It’s a common office gag that employees work the hardest during the first month of employment. From there, complacency becomes the enemy, particularly within organizational structures that may not immediately recognize it.
However, as an employee, you must take responsibility for generating significant contributions to your organization. This is particularly important when it comes to job retention or landing that big promotion. The reality is that resting on your laurels is fine up until the point that it isn’t, when crucial organizational decisions must be made.
Beyond retention, adding value to your company reflects the value that you place on your career, giving you a greater state of purpose on a day-to-day basis.
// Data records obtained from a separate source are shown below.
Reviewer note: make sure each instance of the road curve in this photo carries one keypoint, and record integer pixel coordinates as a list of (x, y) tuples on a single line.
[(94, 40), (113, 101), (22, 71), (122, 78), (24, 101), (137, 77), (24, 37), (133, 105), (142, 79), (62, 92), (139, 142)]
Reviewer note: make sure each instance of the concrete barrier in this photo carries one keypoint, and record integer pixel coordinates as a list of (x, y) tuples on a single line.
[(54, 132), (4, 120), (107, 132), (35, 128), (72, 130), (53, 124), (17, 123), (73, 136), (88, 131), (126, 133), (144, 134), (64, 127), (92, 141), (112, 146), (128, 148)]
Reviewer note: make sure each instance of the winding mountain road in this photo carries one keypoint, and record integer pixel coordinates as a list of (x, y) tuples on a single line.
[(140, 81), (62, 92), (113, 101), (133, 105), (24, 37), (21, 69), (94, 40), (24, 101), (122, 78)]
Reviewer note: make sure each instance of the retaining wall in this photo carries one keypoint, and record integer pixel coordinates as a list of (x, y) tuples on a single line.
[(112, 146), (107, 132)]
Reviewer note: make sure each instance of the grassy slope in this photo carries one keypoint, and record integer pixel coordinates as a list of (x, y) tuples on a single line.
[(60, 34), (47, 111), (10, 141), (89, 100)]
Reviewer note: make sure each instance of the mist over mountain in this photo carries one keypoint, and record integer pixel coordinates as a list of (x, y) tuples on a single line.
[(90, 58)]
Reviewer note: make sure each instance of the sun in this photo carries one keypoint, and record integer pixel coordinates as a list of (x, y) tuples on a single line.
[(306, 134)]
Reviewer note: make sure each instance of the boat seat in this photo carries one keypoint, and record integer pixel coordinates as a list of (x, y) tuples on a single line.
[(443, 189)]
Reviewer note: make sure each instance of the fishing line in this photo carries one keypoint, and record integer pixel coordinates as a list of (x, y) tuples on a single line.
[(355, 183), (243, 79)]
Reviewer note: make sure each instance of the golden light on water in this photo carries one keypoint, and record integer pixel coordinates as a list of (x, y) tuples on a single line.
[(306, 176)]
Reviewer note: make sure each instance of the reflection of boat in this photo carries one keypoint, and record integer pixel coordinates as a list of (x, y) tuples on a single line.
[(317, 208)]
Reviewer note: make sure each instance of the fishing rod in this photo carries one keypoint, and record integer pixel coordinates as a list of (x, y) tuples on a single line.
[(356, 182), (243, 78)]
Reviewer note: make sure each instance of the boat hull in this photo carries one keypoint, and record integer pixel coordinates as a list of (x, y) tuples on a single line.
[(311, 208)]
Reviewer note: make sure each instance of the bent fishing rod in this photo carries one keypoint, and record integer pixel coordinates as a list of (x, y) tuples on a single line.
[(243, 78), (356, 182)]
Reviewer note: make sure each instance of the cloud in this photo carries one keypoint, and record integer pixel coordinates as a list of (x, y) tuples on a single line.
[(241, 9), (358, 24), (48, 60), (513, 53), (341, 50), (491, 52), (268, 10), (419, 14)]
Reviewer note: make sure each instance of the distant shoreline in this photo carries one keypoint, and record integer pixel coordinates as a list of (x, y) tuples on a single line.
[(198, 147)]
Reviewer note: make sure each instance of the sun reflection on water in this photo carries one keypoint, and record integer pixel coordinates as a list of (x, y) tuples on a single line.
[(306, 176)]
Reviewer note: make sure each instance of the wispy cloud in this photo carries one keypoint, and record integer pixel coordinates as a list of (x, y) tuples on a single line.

What better way to wake up happy than by feeling confident about what you’re bringing to the table?
Whether you’re an employee looking for some guidance, or a manager aiming to inspire your team with new ideas and resources, here are some ideas to help you begin adding value to your company:
Figure Out What You’re Good At
This seems totally obvious. With that said, we often view ourselves differently that our team may view us. Don’t be afraid to ask others that you work with their opinion on where they think your strengths lie and where you could make improvements. Their insight is much more valuable than may think.
We tend to think of ourselves in big pictures terms. Try to recognize the everyday tasks that may, on the surface, appear mundane. If you find that you are exceptionally efficient at completing one of these minor duties, congratulations! You’ve discovered a major way that you add value to your company. Let your managers know what you excel at and take the lead in those areas.
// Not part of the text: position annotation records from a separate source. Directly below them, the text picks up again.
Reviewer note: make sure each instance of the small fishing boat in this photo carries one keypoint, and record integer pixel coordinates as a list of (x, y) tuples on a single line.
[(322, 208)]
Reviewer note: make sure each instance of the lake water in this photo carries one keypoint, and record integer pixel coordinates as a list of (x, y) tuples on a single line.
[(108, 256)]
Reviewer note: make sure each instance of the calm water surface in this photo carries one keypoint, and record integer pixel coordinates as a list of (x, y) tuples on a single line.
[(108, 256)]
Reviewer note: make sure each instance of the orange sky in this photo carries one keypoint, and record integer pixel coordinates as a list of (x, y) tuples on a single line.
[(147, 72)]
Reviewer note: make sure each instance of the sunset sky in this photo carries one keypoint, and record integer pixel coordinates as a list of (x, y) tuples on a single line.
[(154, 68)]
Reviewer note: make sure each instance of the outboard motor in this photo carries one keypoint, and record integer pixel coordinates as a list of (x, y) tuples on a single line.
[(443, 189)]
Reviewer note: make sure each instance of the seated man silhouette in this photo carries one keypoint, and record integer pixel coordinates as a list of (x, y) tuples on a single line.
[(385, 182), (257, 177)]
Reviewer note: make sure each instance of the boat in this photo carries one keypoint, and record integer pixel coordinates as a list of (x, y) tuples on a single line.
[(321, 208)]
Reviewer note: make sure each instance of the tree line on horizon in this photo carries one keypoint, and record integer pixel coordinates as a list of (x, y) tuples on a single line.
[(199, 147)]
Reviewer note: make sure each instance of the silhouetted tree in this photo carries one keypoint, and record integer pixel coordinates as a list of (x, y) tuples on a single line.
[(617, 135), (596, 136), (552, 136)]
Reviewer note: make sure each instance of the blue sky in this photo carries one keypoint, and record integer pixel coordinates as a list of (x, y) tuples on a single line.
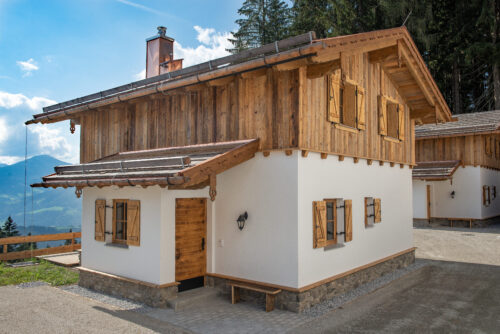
[(52, 51)]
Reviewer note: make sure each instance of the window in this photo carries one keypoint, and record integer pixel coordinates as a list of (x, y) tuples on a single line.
[(373, 212), (126, 222), (328, 216), (391, 118), (346, 102)]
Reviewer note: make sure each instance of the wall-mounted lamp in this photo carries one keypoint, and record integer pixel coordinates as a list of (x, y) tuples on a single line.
[(241, 220)]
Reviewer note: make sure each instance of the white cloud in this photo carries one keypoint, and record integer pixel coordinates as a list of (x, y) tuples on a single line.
[(27, 67), (52, 142), (141, 75), (10, 159), (8, 101), (4, 131), (214, 45)]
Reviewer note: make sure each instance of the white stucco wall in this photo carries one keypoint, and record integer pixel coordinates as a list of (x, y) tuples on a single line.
[(266, 249), (143, 262), (419, 199), (490, 177), (330, 178)]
Stay Out Of The Background
Speaking of taking the lead…stepping up and leading the initiative on solving problems that your team is encountering is a great way to alleviate the burden of your team leaders and correct inefficiencies within your organization. Staying out of the background doesn’t mean getting in your manager’s way, and it doesn’t mean being noticed every five minutes. It means showing up and standing out by keeping the team rolling when the gears are grinding to a halt. It means finding new projects that add value to your organization during your downtime and creating new streams of revenue for your company.
Remain Aware Of The Company’s Goals
When taking the initiative, you must do so with the company’s mission statement and values in mind. Not only will this positively affect the trajectory of your assignments, but it will demonstrate to those around you that you’re working for the team and the company, not just yourself. Ultimately, the degree to which your team members trust one another will result in the greatest addition of value to your company.